BRIEF DESCRIPTION OF THE SEVERAL VIEWS OF THE DRAWINGS

[0006] The accompanying figures where like reference numerals refer to identical or functionally similar elements throughout the separate views, and which together with the detailed description below are incorporated in and form part of the specification, serve to further illustrate various embodiments and to explain various principles and advantages all in accordance with the present disclosure, in which:

[0007] FIG. 1 is a block diagram illustrating one example of an operating environment according to one embodiment of the present disclosure;

[0008] FIG. 2 is a staging diagram of a MapReduce system according to one embodiment of the present disclosure;

[0009] FIG. 3 is an execution flow diagram for a MapReduce system based on a Pull Execution Model according to one embodiment of the present disclosure;

[0010] FIG. 4 is a diagram illustrating a communication model between the different components of a MapReduce system when using HTTP according to one embodiment of the present disclosure;

[0011] FIGS. 5-6 are operational flow diagrams illustrating one example of a process for executing a MapReduce job according to one embodiment of the present disclosure; and

[0012] FIG. 7 is a block diagram illustrating one example of an information processing system according to one embodiment of the present disclosure.

DETAILED DESCRIPTION

[0013] The ability to process and analyze large datasets, often called big-data, is attracting a lot of attention due to its wide applicability in today's society.
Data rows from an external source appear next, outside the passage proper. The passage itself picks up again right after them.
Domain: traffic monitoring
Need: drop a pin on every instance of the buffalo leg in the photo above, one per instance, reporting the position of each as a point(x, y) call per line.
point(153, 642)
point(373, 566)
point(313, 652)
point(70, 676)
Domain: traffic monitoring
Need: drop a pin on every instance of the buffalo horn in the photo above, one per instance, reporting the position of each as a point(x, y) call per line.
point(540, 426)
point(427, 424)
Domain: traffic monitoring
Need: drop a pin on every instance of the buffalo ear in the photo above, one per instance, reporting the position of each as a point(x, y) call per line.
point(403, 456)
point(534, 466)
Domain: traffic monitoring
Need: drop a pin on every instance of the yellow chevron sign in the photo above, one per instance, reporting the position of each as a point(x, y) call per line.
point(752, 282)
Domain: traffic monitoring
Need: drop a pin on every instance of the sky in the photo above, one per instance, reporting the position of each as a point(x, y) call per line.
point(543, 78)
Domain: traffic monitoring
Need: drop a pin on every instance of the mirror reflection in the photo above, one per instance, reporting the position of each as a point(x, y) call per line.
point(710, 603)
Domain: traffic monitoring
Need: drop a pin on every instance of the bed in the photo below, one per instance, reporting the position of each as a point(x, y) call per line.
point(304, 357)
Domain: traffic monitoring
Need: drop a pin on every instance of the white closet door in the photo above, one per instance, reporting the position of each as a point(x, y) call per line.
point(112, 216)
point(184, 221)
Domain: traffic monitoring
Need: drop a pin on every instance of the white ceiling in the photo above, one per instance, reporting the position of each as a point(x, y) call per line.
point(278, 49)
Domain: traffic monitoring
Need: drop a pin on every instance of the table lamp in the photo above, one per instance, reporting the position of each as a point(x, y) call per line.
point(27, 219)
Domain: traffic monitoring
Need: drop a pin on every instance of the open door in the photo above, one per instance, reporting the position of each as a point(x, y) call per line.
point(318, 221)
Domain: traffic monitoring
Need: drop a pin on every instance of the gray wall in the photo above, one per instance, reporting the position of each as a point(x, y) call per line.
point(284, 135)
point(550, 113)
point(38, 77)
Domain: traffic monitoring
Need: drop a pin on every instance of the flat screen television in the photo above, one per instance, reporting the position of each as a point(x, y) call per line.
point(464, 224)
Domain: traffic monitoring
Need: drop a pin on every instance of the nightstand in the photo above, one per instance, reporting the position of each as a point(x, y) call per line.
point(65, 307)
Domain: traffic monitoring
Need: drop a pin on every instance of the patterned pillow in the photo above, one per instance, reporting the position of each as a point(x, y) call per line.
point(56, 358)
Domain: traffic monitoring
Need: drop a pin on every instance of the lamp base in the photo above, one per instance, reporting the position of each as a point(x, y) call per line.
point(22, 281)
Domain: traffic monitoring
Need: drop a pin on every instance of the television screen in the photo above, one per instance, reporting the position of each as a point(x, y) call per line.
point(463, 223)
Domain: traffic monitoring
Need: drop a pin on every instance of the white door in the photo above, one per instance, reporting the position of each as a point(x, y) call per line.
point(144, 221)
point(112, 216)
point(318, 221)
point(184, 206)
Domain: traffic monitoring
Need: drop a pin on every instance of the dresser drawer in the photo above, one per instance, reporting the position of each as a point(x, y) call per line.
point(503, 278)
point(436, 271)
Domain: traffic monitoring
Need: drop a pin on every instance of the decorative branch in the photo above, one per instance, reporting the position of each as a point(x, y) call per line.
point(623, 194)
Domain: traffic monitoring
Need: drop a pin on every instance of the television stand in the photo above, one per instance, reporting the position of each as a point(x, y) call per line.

The central piece of any big-data application is its computational platform, which enables scalable data storage and processing. However, conventional platforms that allow for parallel processing of large amounts have various drawbacks. For example, many conventional platforms are designed for data processing applications that run within a data-center. These platforms assume that all data, under processing, is stored in a locally available file system. This design choice limits the platforms' applicability in a wide range of emerging applications that analyze data generated outside of conventional data-centers. Smarter planet applications require analysis for large volumes of data produced by dispersed data sources, such as sensors, cameras, vehicles, smart phones, etc. However, using many conventional platforms for such applications usually requires transferring and storing the large datasets into a data-center for further processing. This can be largely inefficient due to sheer size of the data and its transient nature, or sometimes impossible due to privacy and legislative constraints.

[0014] In addition, many of the conventional platforms fail to provide any mechanisms for eliminating redundant computations. Many applications generate datasets that are often subjected to analysis carried out repeatedly over time. For example, monitoring and performance data generated by network management systems are processed multiple times over a moving time-window and at different time-scales. For such applications, it is desirable to be able to reuse final or intermediate results that have been previously computed by the same or other applications. This way, redundant data transfers and processing can be eliminated.

[0015] Therefore, one or more embodiments provide a MapReduce computing platform that performs parallel and distributed data processing of large datasets across a collection (e.g., a cluster or grid) of information processing system (nodes). In one embodiment, the computational platform enables universal data access. For example, MapReduce jobs can access and process data in any location such as in the Internet-scale, e.g., in multiple data-centers, or at the data source origin. Therefore, the need for transferring all data to a central location before being able to process data is eliminated. One or more embodiments also provide for computation reusability were intermediate data produced at various stages of a MapReduce job are made available for reuse by other jobs. This reduces the data transfer and computation time of tasks that share, fully or partially, any input data. Also, embodiments of the present disclosure can be implemented within existing MapReduce systems without any modifications to the existing infrastructure.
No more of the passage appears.